Conforme o documento que vai ser assinado, as entidades manifestam o interesse de “promover, em prédicas, debates, declarações públicas, publicações ou por qualquer outro meio, ações de conscientização relacionadas com a tolerância política, a legitimação do pensamento divergente e a consequente exclusão da violência, como aspectos indispensáveis à preservação da paz social”. Busca-se com isso a construção de um ambiente fraterno, favorável e sadio para o desenvolvimento do processo eleitoral, podendo, inclusive, a seu critério, publicar materiais de esclarecimento produzidos pela Justiça Eleitoral.

Em meio a tantos debates difíceis e protagonistas absolutamente polarizados – diga-se de passagem, mesmo no Judiciário vemos as dificuldades quase intransponíveis, como já alertamos aqui na coluna sobre o difícil equilíbrio dos poderes –, uma iniciativa como esta pode (notem bem, pode) ser tida como um aceno para a pacificação. Dura coisa, porém, será concordar sobre o que efetivamente constituam fake news, que continuarão sendo um terreno nebuloso e de difícil parametrização, pois quem cria os parâmetros também pode estar enviesado.

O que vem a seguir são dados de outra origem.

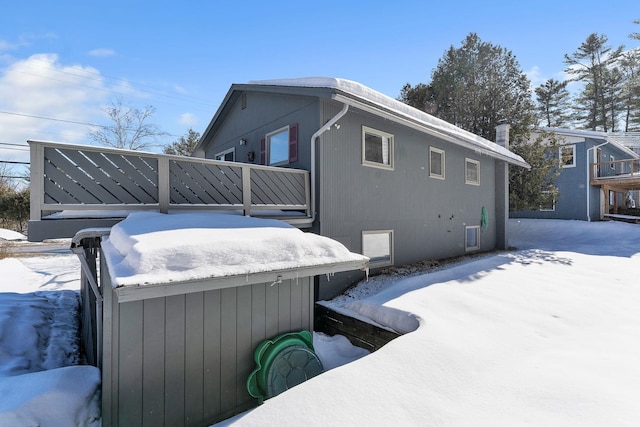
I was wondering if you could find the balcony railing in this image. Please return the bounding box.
[589,159,640,184]
[29,141,311,226]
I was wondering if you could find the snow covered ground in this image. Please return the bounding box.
[0,220,640,426]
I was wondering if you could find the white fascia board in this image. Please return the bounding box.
[332,94,531,169]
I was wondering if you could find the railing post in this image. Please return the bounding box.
[158,156,170,213]
[29,141,44,221]
[242,166,251,216]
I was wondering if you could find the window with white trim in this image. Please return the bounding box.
[362,126,393,169]
[429,147,445,179]
[539,190,556,212]
[213,147,236,162]
[464,225,480,251]
[560,144,576,168]
[464,159,480,185]
[266,126,289,165]
[362,230,393,267]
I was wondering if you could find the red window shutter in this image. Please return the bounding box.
[289,123,298,163]
[260,138,267,165]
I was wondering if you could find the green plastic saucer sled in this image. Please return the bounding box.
[247,331,324,404]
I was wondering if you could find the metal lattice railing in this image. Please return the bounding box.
[29,141,310,220]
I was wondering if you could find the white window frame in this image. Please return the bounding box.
[559,144,576,169]
[464,157,480,185]
[464,225,480,252]
[429,147,446,179]
[362,126,394,170]
[538,190,556,212]
[264,125,290,166]
[362,230,393,267]
[213,147,236,162]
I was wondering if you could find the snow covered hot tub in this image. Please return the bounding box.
[93,212,368,426]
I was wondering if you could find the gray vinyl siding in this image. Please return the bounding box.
[205,92,322,170]
[510,138,629,221]
[318,105,496,299]
[102,256,313,426]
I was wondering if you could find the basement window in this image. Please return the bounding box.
[560,144,576,168]
[213,148,236,162]
[429,147,445,179]
[464,225,480,252]
[539,190,556,212]
[362,230,393,267]
[464,159,480,185]
[362,126,393,169]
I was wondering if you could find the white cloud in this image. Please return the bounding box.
[0,54,108,160]
[89,48,116,57]
[179,113,198,127]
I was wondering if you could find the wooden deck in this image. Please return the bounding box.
[589,159,640,222]
[29,141,311,241]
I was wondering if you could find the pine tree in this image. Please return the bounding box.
[564,33,624,132]
[535,79,571,127]
[162,128,200,156]
[509,132,560,211]
[620,49,640,132]
[430,33,535,141]
[398,83,436,114]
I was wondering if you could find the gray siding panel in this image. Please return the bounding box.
[184,292,204,426]
[318,103,496,299]
[142,298,166,426]
[164,295,185,425]
[220,288,238,412]
[118,301,143,425]
[203,291,222,420]
[102,272,313,427]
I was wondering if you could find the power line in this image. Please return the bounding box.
[0,111,184,138]
[19,59,215,108]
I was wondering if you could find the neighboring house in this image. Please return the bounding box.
[510,128,640,221]
[194,78,529,299]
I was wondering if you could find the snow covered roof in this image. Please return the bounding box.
[541,127,640,158]
[102,212,369,287]
[249,77,529,168]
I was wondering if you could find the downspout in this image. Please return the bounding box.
[311,104,349,224]
[587,141,609,222]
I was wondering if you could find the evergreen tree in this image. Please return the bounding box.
[509,132,560,211]
[398,83,436,114]
[620,50,640,132]
[162,129,200,156]
[430,33,535,141]
[564,33,624,132]
[535,79,571,127]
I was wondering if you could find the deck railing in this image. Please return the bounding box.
[29,141,311,220]
[590,159,640,182]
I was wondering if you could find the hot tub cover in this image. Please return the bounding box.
[102,212,368,287]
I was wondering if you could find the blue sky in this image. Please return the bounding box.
[0,0,640,178]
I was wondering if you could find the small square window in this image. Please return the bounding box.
[464,159,480,185]
[362,126,393,169]
[540,190,556,212]
[429,147,445,179]
[362,230,393,267]
[464,225,480,251]
[560,144,576,168]
[267,126,289,165]
[213,148,236,162]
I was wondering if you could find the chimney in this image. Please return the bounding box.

Apenas celebramos o fato de que, diferentemente de outros tempos – inclusive tempos recentes, quando muitas autoridades simplesmente ignoraram e atropelaram o poder religioso na gestão da pandemia –, parece que, em justo tempo, o Judiciário convida a Religião (aqui no maiúsculo, em representação do fenômeno como um todo) para o diálogo institucional, num exemplo de laicidade colaborativa que pode servir para todo o mundo. Depende de todos seguirmos vigilantes; que, em vez de simplesmente ficar de fora jogando pedras, entremos no prédio e possamos expor valores, aqueles que tanto prezamos e queremos ver brilhar em nossa nação.